The sparks that ignited the African cellphone explosion occurred in South Africa in 1993, when the government granted national cellphone licenses to MTN South Africa Ltd., Johannesburg, and Vodacom Group (Pty.) Ltd., Sandton. These companies, each partially owned by the South African government, quickly built large customer bases in South Africa, and eventually other African nations, by offering prepaid cellphone cards. These cards draw customers who can't afford monthly phone bills, don't have postal addresses, or don't maintain checking accounts. People pay as they go, and only as much as they can afford.

These cards brought telecommunications to the masses. The East African country of Uganda is a prime example. Most Ugandans do not meet the financial criteria for subscription-based service. Nevertheless, in the three years following Kampala-based MTN Uganda's introduction of a prepaid option, Uganda's overall mobile telephone density quadrupled, rising from 0.41 subscribers per 100 people to 1.72. Today, more than 50 percent of the population has mobile cellular coverage. More than 98 percent of Uganda's mobile subscribers use prepaid cards.
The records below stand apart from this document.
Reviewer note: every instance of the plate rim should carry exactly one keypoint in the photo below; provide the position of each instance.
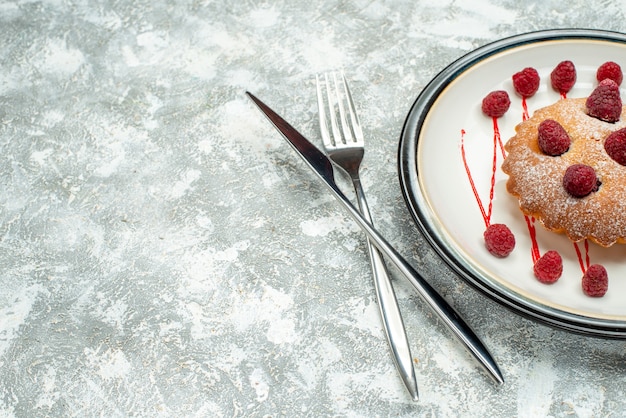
(408, 173)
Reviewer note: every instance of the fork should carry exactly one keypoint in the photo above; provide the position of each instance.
(344, 144)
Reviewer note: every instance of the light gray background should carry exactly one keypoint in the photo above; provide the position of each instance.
(164, 253)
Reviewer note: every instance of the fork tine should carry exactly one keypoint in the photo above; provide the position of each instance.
(354, 117)
(326, 138)
(336, 137)
(347, 133)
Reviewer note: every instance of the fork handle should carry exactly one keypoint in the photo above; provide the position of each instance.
(388, 305)
(450, 318)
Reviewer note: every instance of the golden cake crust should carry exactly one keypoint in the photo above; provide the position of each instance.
(536, 179)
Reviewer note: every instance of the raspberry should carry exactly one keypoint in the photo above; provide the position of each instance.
(615, 146)
(496, 103)
(563, 77)
(526, 82)
(605, 102)
(610, 70)
(580, 180)
(553, 139)
(499, 240)
(549, 267)
(595, 282)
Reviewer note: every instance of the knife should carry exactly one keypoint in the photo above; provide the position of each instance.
(322, 166)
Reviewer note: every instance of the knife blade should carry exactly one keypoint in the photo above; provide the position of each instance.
(323, 167)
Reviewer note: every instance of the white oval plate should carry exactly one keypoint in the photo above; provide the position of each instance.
(439, 196)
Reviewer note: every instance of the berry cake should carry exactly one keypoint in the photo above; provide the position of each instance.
(567, 166)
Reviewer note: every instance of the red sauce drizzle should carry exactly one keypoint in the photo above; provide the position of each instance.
(534, 250)
(584, 265)
(497, 143)
(525, 114)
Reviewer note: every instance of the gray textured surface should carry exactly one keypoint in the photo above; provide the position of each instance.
(164, 253)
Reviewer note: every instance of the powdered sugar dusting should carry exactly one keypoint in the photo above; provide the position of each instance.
(536, 178)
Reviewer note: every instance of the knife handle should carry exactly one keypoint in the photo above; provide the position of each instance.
(388, 304)
(451, 319)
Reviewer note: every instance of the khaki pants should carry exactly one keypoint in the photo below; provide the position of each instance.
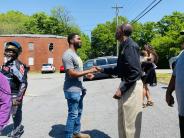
(130, 112)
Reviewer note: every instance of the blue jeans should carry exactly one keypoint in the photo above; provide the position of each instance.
(75, 107)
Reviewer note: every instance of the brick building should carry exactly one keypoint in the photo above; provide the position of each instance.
(36, 49)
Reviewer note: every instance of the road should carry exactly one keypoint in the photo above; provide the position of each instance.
(45, 110)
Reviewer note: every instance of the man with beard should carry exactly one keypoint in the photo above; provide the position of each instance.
(5, 101)
(16, 72)
(73, 88)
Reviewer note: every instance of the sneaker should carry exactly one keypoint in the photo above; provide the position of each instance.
(81, 135)
(17, 132)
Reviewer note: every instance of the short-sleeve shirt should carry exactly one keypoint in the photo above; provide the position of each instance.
(179, 83)
(72, 61)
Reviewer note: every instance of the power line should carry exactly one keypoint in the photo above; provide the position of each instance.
(117, 12)
(147, 11)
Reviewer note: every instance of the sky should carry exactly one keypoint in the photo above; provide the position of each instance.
(87, 14)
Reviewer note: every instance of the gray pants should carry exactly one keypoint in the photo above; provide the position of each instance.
(130, 112)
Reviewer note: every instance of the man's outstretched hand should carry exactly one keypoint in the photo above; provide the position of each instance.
(169, 99)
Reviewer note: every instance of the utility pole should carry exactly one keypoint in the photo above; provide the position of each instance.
(117, 23)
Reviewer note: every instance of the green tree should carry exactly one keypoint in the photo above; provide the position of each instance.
(85, 50)
(102, 39)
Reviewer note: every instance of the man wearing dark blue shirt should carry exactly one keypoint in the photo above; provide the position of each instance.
(129, 93)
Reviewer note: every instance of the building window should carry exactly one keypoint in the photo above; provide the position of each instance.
(50, 60)
(30, 46)
(30, 61)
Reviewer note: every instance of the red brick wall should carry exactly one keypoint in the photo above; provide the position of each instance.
(40, 52)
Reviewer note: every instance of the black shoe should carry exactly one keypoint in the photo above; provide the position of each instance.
(17, 132)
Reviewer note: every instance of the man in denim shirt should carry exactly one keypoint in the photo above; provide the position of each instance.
(73, 89)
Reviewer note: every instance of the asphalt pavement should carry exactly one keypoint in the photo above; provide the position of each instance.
(45, 110)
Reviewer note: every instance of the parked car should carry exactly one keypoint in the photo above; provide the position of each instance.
(102, 62)
(48, 68)
(61, 69)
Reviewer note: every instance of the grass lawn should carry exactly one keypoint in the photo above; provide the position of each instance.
(163, 77)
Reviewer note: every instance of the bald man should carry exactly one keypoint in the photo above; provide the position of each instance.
(5, 101)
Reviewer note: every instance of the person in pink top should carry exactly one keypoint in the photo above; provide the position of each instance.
(5, 101)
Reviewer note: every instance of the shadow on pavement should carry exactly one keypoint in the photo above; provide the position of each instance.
(96, 134)
(58, 132)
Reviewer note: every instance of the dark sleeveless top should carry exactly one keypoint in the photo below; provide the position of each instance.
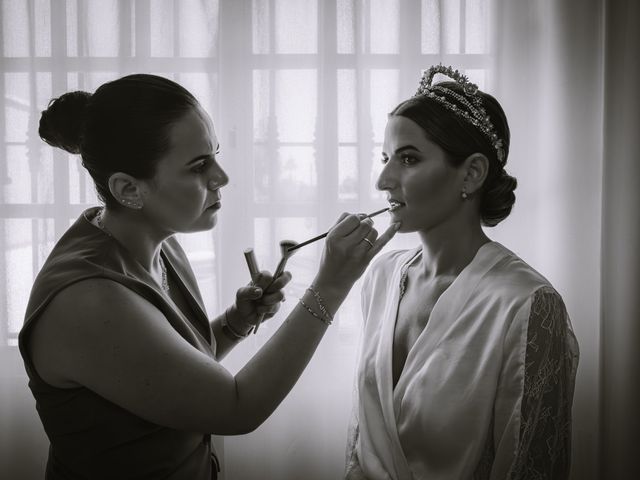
(92, 438)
By the end of 2001, over half of Africa's countries—28 nations—had more mobile than landline subscribers, a higher percentage than on any other continent [see figure, " Mobile Subscriptions Skyrocket"].

As instrumental as these cellphone cards have been, they weren't the only factor that set the stage for Africa's wireless boom. Africa's national telecommunications monopolies created business opportunities for multinational carriers by not servicing their citizens with landlines. Telkom Kenya Ltd., in Nairobi, for example, which has only 313 000 landline subscribers in a country of 30 million people, won't invest in new lines. Instead, Telkom has met demand for phone service by partnering with foreign companies that are putting in new wireless infrastructure. In 1999, it formed Safaricom Ltd., Nairobi, which it owns in partnership with Newbury, England-based Vodafone Group PLC (which also owns part of South Africa's Vodacom). The next year, the Communications Commission of Kenya licensed KenCell Communications Ltd., now Celtel Kenya, Nairobi, to provide service based on the GSM 900 standard used throughout Africa.

These companies have succeeded far beyond their expectations. According to London-based TeleGeography Research, on launching its service in 1999, Safaricom expected to have 3 million subscribers by 2020. By the end of 2005, there were more than 4.6 million wireless subscribers in Kenya, split between the two carriers. Safaricom projects that it alone will have 5.5 million subscribers by the end of 2007 [see graph, "Mobile vs. Fixed Lines in Africa"].

Countries that liberalize their telecommunications markets often create feeding frenzies among multinational and local wireless companies alike. For example, though MTN was first to provide cellphone services in Nigeria, the company now finds itself in heated competition with South Africa\0x2013based Econet Wireless International and Nigeria-based Globacom, as well as about 10 smaller carriers. Wireless enterprises have been so successful that the Nigerian government is now trying to privatize its own hapless monopoly, Nigerian Telecommunications Ltd., based in the capital, Abuja, and its wireless division, Mtel. But with such a competitive wireless market, the Nigerian government has had a hard time finding a suitor for Nitel Ltd. TeleGeography reports that the monopoly, which currently has 10 000 employees, had not paid workers for more than two months as of March, and that it plans to slash 6000 jobs by the end of May.